Peter Boyle

Sport
- Sport: Gaelic football
- Position: Goalkeeper

Club
- Years: Club
- ?–: Aodh Ruadh

Inter-county
- Years: County
- 201?–2018: Donegal

= Peter Boyle (Gaelic footballer) =

Irish Gaelic footballer

Peter Boyle is an Irish Gaelic footballer who has played as a goalkeeper for Aodh Ruadh and the Donegal county team.

==Playing career==
Boyle played throughout the 2010 Ulster Under-21 Football Championship campaign, and made noteworthy contributions during the four-point semi-final victory over Derry. He was still a minor. He then played in the final of the 2010 All-Ireland Under-21 Football Championship, which Donegal (managed by Jim McGuinness) narrowly lost to Dublin (managed by Jim Gavin).
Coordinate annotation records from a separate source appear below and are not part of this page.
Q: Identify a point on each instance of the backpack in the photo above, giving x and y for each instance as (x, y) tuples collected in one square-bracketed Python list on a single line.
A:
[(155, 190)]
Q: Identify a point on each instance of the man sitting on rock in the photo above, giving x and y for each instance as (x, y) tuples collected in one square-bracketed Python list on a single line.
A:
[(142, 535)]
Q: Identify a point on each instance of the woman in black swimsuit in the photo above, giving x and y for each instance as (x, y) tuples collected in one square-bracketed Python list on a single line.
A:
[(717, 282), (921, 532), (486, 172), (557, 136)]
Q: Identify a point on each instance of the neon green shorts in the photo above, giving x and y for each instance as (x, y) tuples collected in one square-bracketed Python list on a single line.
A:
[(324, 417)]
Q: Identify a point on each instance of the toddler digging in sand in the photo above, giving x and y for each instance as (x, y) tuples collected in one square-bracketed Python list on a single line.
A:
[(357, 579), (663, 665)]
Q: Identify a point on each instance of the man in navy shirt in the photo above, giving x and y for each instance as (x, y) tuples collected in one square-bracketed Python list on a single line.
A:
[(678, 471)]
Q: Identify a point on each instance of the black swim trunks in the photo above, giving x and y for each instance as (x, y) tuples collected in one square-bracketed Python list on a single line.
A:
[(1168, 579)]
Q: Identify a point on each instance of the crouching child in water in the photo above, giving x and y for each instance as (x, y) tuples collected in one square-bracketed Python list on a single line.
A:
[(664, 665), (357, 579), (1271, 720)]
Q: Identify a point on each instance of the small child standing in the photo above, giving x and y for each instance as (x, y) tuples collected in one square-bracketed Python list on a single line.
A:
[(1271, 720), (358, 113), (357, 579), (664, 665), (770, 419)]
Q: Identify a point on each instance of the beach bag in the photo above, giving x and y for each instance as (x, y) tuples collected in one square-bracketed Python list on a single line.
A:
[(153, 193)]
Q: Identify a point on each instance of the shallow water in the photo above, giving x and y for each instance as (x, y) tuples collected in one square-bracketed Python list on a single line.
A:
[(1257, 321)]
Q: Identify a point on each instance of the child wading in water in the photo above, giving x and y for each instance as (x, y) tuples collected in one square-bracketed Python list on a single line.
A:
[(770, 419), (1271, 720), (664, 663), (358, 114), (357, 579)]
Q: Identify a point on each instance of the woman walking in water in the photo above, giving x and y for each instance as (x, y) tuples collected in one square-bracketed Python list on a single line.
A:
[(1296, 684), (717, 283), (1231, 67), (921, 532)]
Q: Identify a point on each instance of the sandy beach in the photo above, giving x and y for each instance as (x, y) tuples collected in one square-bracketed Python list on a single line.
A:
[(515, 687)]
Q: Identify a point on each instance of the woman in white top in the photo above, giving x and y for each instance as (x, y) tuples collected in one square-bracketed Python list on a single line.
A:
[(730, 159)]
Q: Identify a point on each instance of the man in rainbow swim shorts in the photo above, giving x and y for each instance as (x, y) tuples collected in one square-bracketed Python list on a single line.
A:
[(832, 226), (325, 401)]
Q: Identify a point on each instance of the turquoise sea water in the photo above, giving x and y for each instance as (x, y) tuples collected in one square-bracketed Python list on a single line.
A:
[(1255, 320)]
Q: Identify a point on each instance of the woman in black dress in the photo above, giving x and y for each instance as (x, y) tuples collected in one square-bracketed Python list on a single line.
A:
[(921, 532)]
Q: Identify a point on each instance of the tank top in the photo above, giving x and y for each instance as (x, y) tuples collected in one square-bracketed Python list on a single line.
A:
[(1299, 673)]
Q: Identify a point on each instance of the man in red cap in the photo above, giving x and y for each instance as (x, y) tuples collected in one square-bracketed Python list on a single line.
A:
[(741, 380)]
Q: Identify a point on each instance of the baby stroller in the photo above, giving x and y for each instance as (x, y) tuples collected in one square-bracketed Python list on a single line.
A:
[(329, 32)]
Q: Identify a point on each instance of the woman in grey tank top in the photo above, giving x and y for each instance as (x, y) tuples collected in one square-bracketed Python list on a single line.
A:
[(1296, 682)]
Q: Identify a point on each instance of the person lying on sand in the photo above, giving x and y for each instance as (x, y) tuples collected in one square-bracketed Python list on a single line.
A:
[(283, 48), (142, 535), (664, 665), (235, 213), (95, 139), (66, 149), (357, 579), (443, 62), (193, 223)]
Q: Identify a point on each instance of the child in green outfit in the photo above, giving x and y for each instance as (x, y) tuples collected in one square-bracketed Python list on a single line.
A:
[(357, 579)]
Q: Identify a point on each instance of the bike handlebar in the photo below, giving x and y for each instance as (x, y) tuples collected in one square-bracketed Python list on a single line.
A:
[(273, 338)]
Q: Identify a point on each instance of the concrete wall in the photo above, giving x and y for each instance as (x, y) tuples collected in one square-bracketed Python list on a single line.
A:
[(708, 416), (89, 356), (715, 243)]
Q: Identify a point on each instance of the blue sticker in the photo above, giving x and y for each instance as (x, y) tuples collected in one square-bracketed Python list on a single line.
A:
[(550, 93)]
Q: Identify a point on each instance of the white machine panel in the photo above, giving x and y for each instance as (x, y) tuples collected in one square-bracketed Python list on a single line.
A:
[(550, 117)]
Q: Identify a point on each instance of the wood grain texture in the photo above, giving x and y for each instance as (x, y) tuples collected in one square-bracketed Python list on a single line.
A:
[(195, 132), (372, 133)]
His prospects at senior level under McGuinness's management were limited by the presence of established number one Paul Durcan and, also by Michael Boyle. However, McGuinness called him into the senior squad upon his appointment in late-2010 and Boyle did start for Donegal in McGuinness's first National Football League game in charge against Sligo in 2011.

Under the management of Rory Gallagher, Boyle started five games during the 2016 National Football League — against Down, Cork, Mayo and Kerry, and was credited with "two great saves" during the last of the five games against Roscommon at O'Donnell Park in Letterkenny. Gallagher favoured Mark Anthony McGinley in goal for later games of that league campaign.

McGinley retained his place throughout League and Championship 2017, as well as starting the opening league fixture of 2018, thus restricting Boyle to the bench.

He did appear in the 2017 All-Ireland Senior Football Championship qualifier loss to Galway at Markievicz Park, but only after McGinley had been dismissed shortly before half-time.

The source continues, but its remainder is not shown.